紫陽花の浴衣 / p.4

 夏祭りのざわめきがだんだん近づいてくる。
 時間が経ってお互い改めて向かい合ったら、恥ずかしさで変な空気になり、とりあえず暑いからカキ氷を食べようということで意見が一致した。それで屋台の方へ戻ることにした。
 今度は鞄の肩紐じゃなくて、お互いの手を繋いで。

「……俺、本当は今日、耳郎と回りたかったんだ」
 歩き出して一分くらい経った時、上鳴がそう切り出した。
 ウチは手を繋いでいる緊張のせいで、話し掛けるというアイディアがすっかり頭から抜け落ちていた。
 上鳴の声色も、ウチとの会話では聞いたことがないくらい緊張していた。
「……うそ」
「うそじゃねえよ。……さっき、残念じゃないって言ったろ」
 上鳴の横顔を見上げた時にちょうど、ぎゅっと握る手に力を込められた。それから上鳴の視線もゆっくりウチの方に動く。だけど照れたようにまたすぐ逸らされた。
「だから女子達がお化け屋敷の話してるの聞こえて、チャンスかもって思ったんだよ。耳郎はお化け屋敷ぜってー入らないからな」
「ふーん……」
 あのタイミングで話に入ってきたのは狙ってだったのか。
 今までもあった「ウチが都合よく解釈してるだけかも」と考えていた色んな出来事が頭の中に浮かぶ。あながち直感は間違っていなかったのかもしれない。
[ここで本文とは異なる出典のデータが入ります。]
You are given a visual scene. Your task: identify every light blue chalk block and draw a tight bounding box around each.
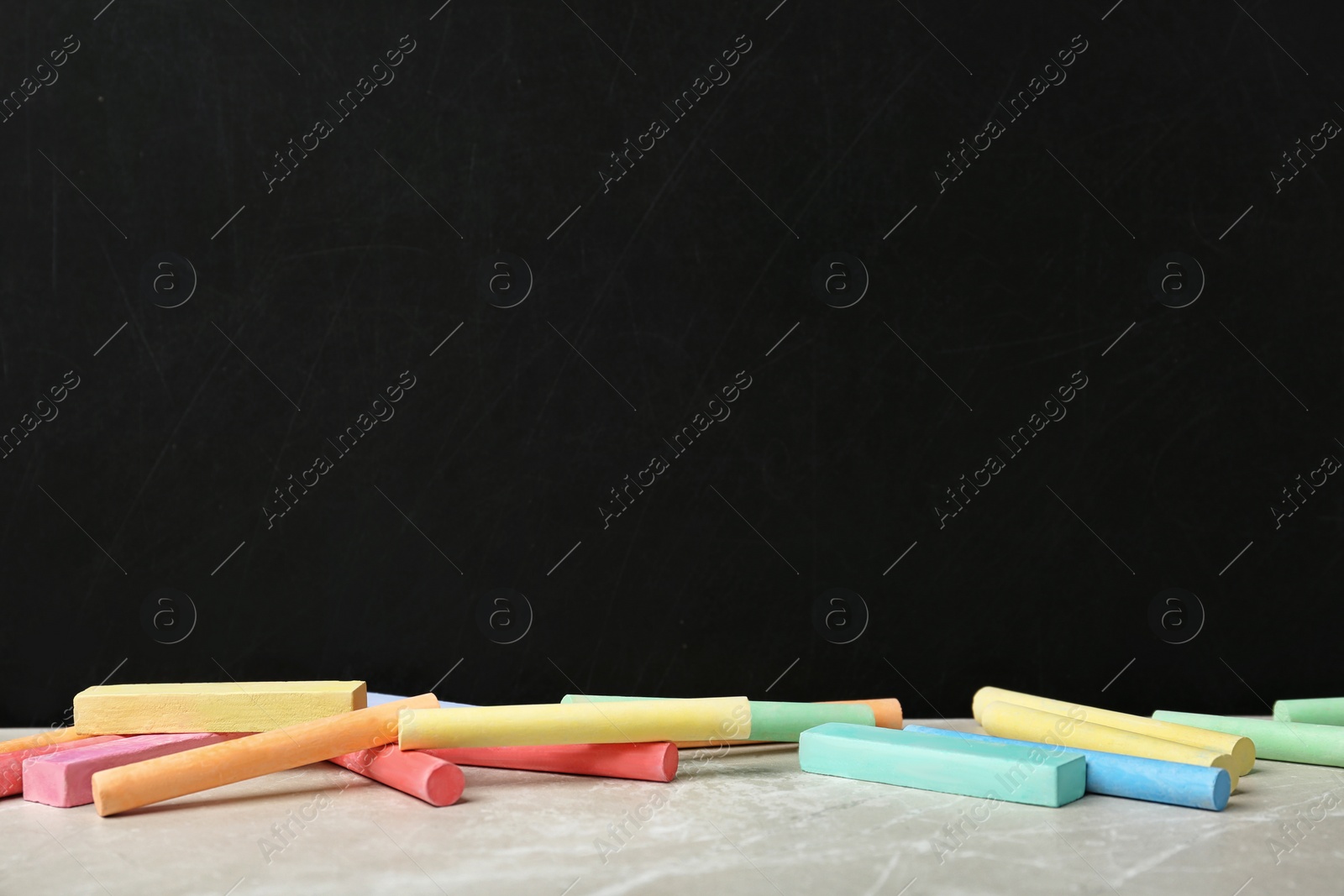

 上鳴は空いた方の手で、落ち着きなく首元や髪をいじる。ど緊張しているウチから見ても、上鳴もなかなか挙動不審だった。だけど繋いでいる手はしっかりと握られていて、ウチとは違う手の厚みが伝わってきて、そのギャップにどぎまぎした。
「似合ってるよ、浴衣」
 屋台のある通りに入った時に上鳴がそう言った。少し声が上ずっている。
「すげぇ……か、か、かわ、かわいい、デスヨ」
「カタコト過ぎでしょ」
 たどたどしい上にところどころ声が裏返っていて、思わず吹き出してしまった。この慣れない状況のせいで、あまり大きいリアクションにはならなかったけど。
 でもそれで少しだけ緊張がほぐれて、ようやく、この浴衣を選んで良かったと素直に思った。
「いやだって、耳郎にこういうこと言うの、恥ずい」
「ん。……でも。ありがと」
 今日ずっと感じていた色々なドキドキとは違う、穏やかでソワソワする胸の高鳴りがあった。生まれて初めて覚えた感覚。
 ウチも上鳴にこんな素直なことを言うのは恥ずいけど、きちんと言わなきゃいけない、そう思った。上鳴は短く、でも明るく「おう」と返事をした。

 繋いだ手のひらが尋常じゃないくらい汗をかいている。上鳴は気持ち悪くないだろうかと思ったら逆に、「俺の手汗やべえ、ごめん」と謝られた。「ウチもヤバいよ」と答えて、どちらからも離すことはしなかった。
 A組の誰かに見られたら、と今さら思ったけど、それでもやっぱりこのままでいたかった。この時間の終わりがなるべく先送りになるよう願う自分がいる。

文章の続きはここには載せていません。